1. başlığı görür görmez aklıma gelen ilk isim!

    kadın resmen kabusumuzdu. evet, anlatmaya başlıyorum ama baya uzun.

    bir akşam vakti odada arkadaşlarla takılıyoruz. kapı açıldı ve bavuluyla birlikte acayip güler yüzlü bir kadın girdi. biz de gülerek karşıladık tabi. hepimizi öptü, tanıştık vs. boş yatağı gösterdik, boş dolabı da gösterdik. tamam dedi yatağının üzerine oturdu. o oturuşla bir daha hic kalkmadı. akşam 8 gibi geldi gece 1 oldu kadın oturuş pozisyonunu hiç bozmadan, botunu, atkısını, montunu hic cıkarmadan oturdu. bak saat daha fazla geç olmadan aşağıdan yastik, yorgan, nevresim al dedik. tamam dedi ama gitmedi. gece 1 oldu, biz yatiyoruz artık ışıkları kapatacağız dedik. olur kapatın dedi. e yorganin yastigin yok dedik. olsun, sorun degil dedi. ışığı kapattık yattık. kız yatakta hala montuyla atkısıyla botlarıyla oturmaya devam ediyor. kimse bir bok anlamadı tabi. neyse karanlıktaki gölgesiyle yattık biz. sabah bir uyandık kız aynı pozisyonda oturuyor ama uyuyakalmış.
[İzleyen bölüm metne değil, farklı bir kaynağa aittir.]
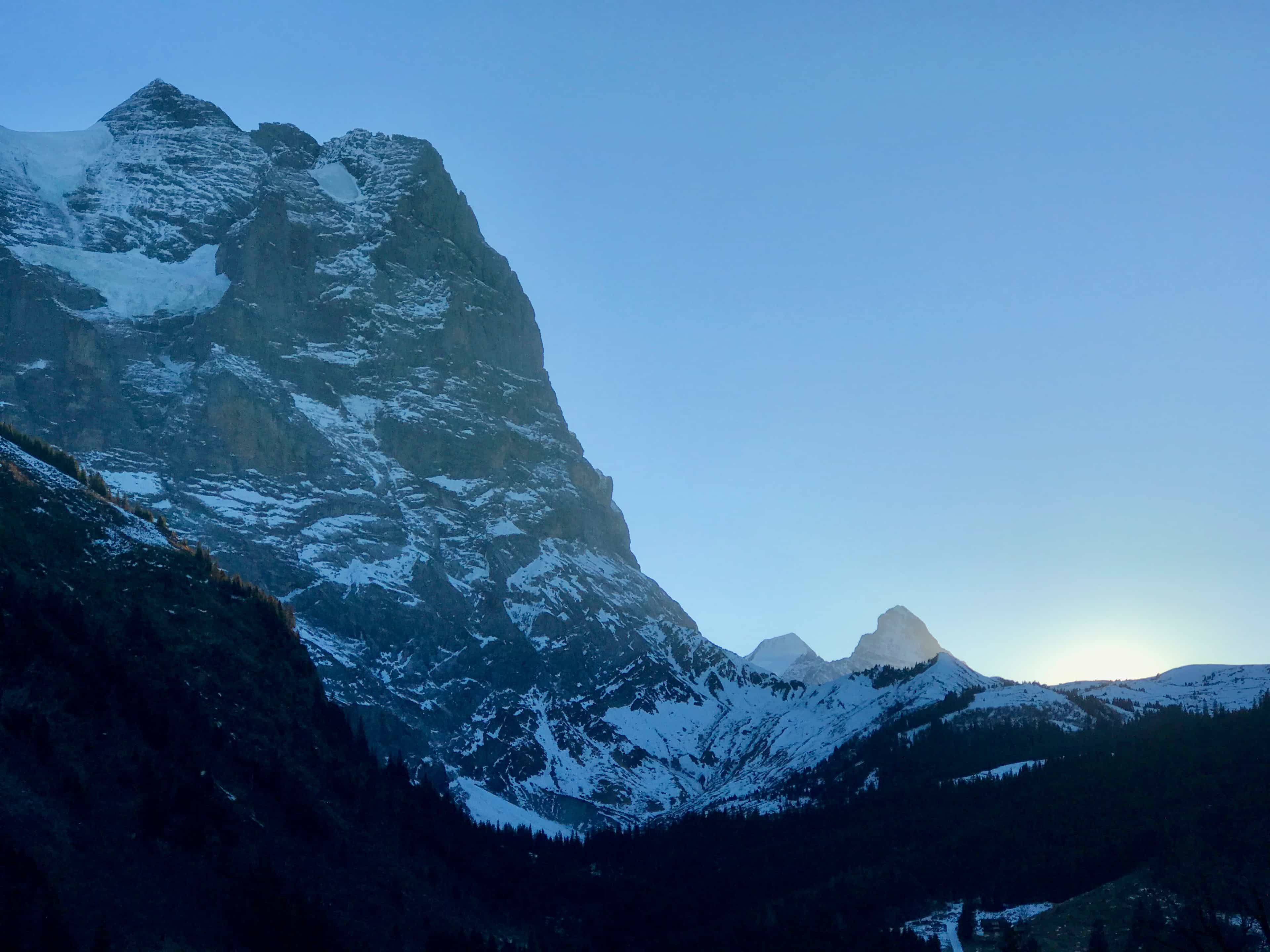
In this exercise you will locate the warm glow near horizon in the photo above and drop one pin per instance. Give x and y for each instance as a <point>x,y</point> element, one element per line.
<point>1103,653</point>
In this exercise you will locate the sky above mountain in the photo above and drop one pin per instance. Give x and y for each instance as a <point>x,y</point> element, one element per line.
<point>962,309</point>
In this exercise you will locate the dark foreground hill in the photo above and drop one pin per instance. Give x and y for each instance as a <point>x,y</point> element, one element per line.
<point>173,776</point>
<point>171,769</point>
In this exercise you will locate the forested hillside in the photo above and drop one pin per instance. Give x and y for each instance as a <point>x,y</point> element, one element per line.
<point>172,771</point>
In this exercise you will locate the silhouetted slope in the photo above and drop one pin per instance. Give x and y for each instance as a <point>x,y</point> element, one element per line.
<point>171,766</point>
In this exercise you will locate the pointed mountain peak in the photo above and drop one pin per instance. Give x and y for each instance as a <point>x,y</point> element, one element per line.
<point>778,654</point>
<point>901,642</point>
<point>160,106</point>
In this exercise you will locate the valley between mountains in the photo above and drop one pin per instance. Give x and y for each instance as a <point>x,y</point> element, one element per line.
<point>307,357</point>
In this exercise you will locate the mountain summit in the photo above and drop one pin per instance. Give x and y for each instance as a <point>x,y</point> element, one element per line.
<point>778,654</point>
<point>901,640</point>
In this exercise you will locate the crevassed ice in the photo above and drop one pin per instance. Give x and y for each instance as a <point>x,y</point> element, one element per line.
<point>55,163</point>
<point>133,285</point>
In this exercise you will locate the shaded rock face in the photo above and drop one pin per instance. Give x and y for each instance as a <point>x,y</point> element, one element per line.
<point>308,357</point>
<point>779,654</point>
<point>900,642</point>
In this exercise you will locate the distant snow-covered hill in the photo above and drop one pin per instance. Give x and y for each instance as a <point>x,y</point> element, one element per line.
<point>307,356</point>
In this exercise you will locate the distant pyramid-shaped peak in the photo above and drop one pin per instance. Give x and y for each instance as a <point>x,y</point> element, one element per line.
<point>778,654</point>
<point>160,106</point>
<point>901,642</point>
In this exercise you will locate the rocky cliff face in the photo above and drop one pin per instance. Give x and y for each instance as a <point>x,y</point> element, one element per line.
<point>308,357</point>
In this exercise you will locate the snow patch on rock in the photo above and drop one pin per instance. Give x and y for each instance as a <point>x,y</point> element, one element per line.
<point>133,285</point>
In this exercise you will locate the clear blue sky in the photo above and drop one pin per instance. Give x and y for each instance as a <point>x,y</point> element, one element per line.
<point>962,306</point>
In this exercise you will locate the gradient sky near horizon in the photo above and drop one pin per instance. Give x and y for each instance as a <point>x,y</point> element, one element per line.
<point>959,306</point>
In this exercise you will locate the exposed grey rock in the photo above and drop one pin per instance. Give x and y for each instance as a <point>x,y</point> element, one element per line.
<point>309,357</point>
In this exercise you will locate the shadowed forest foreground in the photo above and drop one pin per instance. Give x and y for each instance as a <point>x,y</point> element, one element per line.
<point>173,776</point>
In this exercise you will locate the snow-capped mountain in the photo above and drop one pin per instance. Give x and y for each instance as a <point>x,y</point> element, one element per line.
<point>307,356</point>
<point>778,654</point>
<point>900,642</point>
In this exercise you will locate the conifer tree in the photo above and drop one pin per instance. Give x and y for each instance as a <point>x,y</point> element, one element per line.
<point>1099,937</point>
<point>967,922</point>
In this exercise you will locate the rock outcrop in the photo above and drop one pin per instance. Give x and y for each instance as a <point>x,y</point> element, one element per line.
<point>900,642</point>
<point>308,357</point>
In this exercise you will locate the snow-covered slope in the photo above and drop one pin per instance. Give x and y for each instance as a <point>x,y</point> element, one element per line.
<point>900,642</point>
<point>1196,687</point>
<point>307,356</point>
<point>778,654</point>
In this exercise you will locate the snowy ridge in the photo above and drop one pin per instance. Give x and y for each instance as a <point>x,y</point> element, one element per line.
<point>312,361</point>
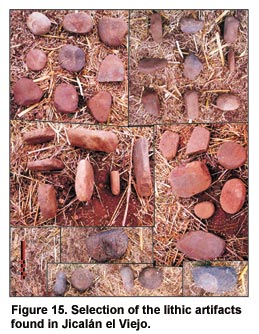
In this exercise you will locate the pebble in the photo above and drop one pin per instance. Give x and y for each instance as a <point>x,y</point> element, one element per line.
<point>115,182</point>
<point>107,245</point>
<point>190,179</point>
<point>127,276</point>
<point>82,279</point>
<point>38,136</point>
<point>189,25</point>
<point>151,102</point>
<point>100,106</point>
<point>199,141</point>
<point>71,58</point>
<point>199,245</point>
<point>151,278</point>
<point>45,164</point>
<point>228,102</point>
<point>233,195</point>
<point>47,200</point>
<point>142,167</point>
<point>192,67</point>
<point>60,284</point>
<point>112,30</point>
<point>215,279</point>
<point>111,70</point>
<point>156,29</point>
<point>66,98</point>
<point>230,29</point>
<point>78,23</point>
<point>26,92</point>
<point>204,210</point>
<point>94,140</point>
<point>191,101</point>
<point>168,144</point>
<point>231,155</point>
<point>38,23</point>
<point>151,65</point>
<point>84,184</point>
<point>36,60</point>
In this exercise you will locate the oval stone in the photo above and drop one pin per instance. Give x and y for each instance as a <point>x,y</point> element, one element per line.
<point>199,245</point>
<point>38,23</point>
<point>71,58</point>
<point>233,195</point>
<point>231,155</point>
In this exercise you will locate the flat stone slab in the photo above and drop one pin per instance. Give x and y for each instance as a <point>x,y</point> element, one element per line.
<point>190,179</point>
<point>168,144</point>
<point>107,245</point>
<point>233,195</point>
<point>231,155</point>
<point>199,245</point>
<point>215,279</point>
<point>199,141</point>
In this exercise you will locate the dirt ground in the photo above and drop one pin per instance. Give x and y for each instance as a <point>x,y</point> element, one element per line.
<point>170,84</point>
<point>22,41</point>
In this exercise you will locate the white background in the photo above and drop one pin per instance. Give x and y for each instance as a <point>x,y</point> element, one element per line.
<point>248,320</point>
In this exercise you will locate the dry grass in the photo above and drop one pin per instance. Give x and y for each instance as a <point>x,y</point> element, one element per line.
<point>240,289</point>
<point>22,41</point>
<point>174,216</point>
<point>109,283</point>
<point>170,84</point>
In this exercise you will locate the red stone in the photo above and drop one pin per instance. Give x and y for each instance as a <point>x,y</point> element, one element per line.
<point>78,23</point>
<point>190,179</point>
<point>156,29</point>
<point>66,98</point>
<point>231,155</point>
<point>168,145</point>
<point>100,106</point>
<point>36,60</point>
<point>233,195</point>
<point>112,30</point>
<point>26,92</point>
<point>199,141</point>
<point>199,245</point>
<point>111,70</point>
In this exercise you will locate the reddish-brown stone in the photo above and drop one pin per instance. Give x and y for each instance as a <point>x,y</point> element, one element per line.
<point>191,101</point>
<point>204,210</point>
<point>65,98</point>
<point>38,23</point>
<point>94,140</point>
<point>168,144</point>
<point>36,60</point>
<point>26,92</point>
<point>199,245</point>
<point>230,29</point>
<point>151,102</point>
<point>84,184</point>
<point>142,168</point>
<point>233,195</point>
<point>192,67</point>
<point>231,155</point>
<point>100,106</point>
<point>199,141</point>
<point>111,70</point>
<point>47,200</point>
<point>156,28</point>
<point>39,136</point>
<point>71,58</point>
<point>151,65</point>
<point>190,179</point>
<point>112,30</point>
<point>78,23</point>
<point>45,165</point>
    bundan sonraki süre ise daha tuhaf. her gece sabaha karşı odaya tanımadığımız kişiler dalıyor, arkadaşı sabah namazı için uyandırıyor. kızların sesine hepimiz uyanıyoruz ama bizim yeni oda arkadaşı tövbe uyanmıyor. resmen kavga sebebi. sabahın 5'inde üç dört kız geliyor "abla" uyan abla uyan diye bunu dürtüyor. uyanana kadar. daha sonra öğrendik ki şimdinin fetö terör örgütü, bir zamanların hoca efendilerinin cemaat üyesiymiş ve bir süreliğine devlet yurtlarındaki kızlar için görevlendirilmiş. kendi söyledi. (yurt müdürü ve memurları bu evrede kandırılmakla meşguller)
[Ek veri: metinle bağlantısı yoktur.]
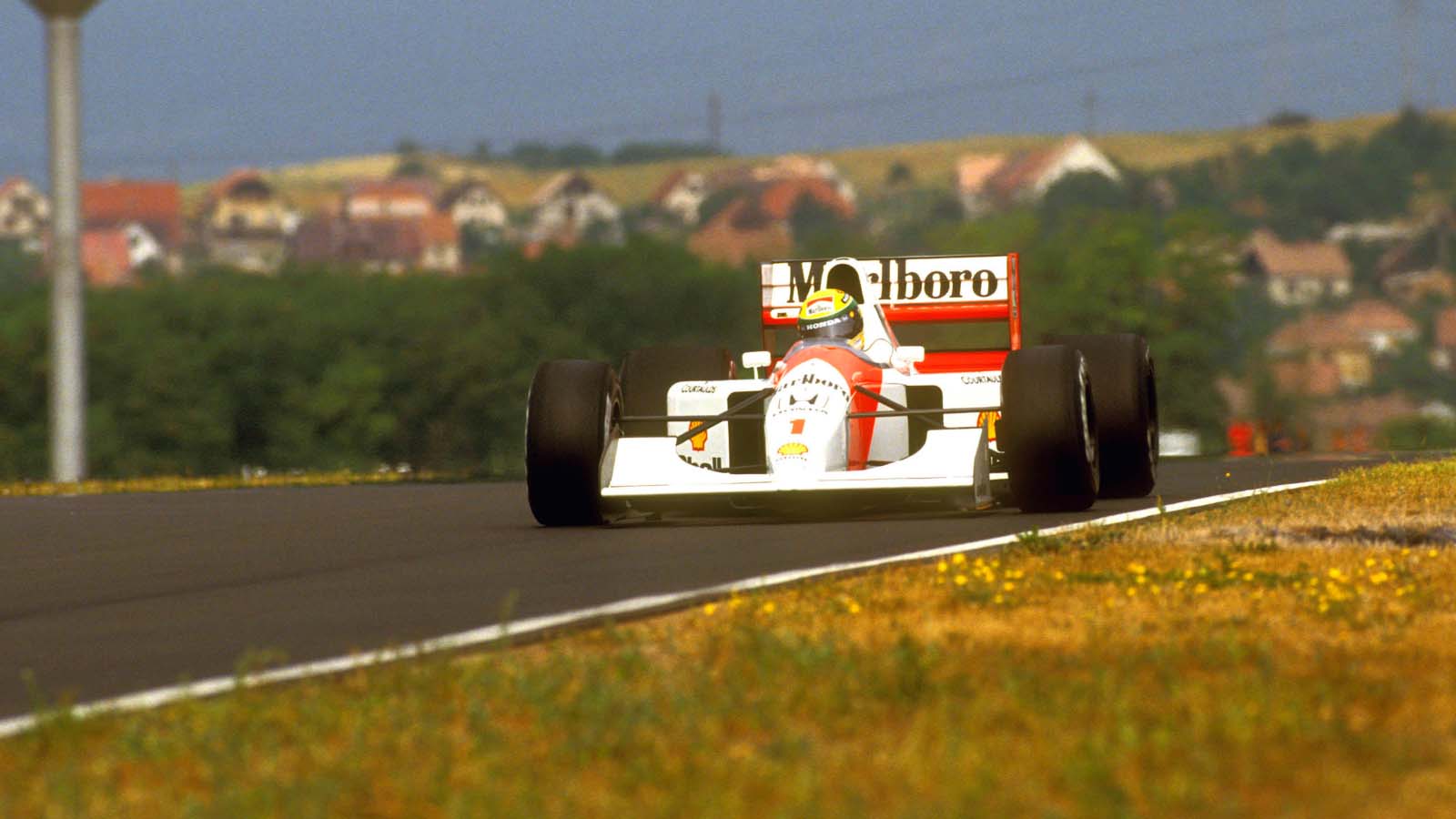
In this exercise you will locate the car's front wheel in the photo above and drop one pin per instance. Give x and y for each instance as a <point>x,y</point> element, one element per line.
<point>571,416</point>
<point>1047,429</point>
    canımıza tak eden olay ise kadın hiç yıkanmıyordu sözlük! yok yıkanmıyor. geleli 1 ay olmuş hiç yıkanmadı. ve kokusundan öleceğiz. zaten kıç kadar odada 8 kişi kalıyoruz her şey yeterince zor. bir de kadın kıyafetleriyle uyuyor! kot etek, eteğin altında tayt, kazak, hırka, başörtüsü her şeyiyle uyuyor işte. neyse aramızda konuştuk. birimiz düzgünce, arkadaşı da kırmadan biraz daha temiz olmasını söyleyeceğiz. peki kim konuşacak. tabii ki ben... neyse aldım karşıma düzgünce anlattım, karşılıklı sorumluluktur, kişisel temizliktir,yurt şartlarıdır vs. diye. tamam dedi, çok özür dilerim dedi. havlusunu aldı (havlusu varmış biz şok), duşa gitti. tam 3 saat hiç cıkmadı. kontrole gittik yanına, kabinden hic su sesi gelmiyor. kendisi iyiyim, yıkaniyorum diyor ama hiç su sesi gelmiyor. bu işten hicbir sey anlamadık. yıkanıp yıkanmadığını da pek anlamadık. ama sonra da bir şey değismedi. yine yıkanmadı... daha doğrusu ayda bir kere yıkanıyordu. o da sanırım gusül içindir.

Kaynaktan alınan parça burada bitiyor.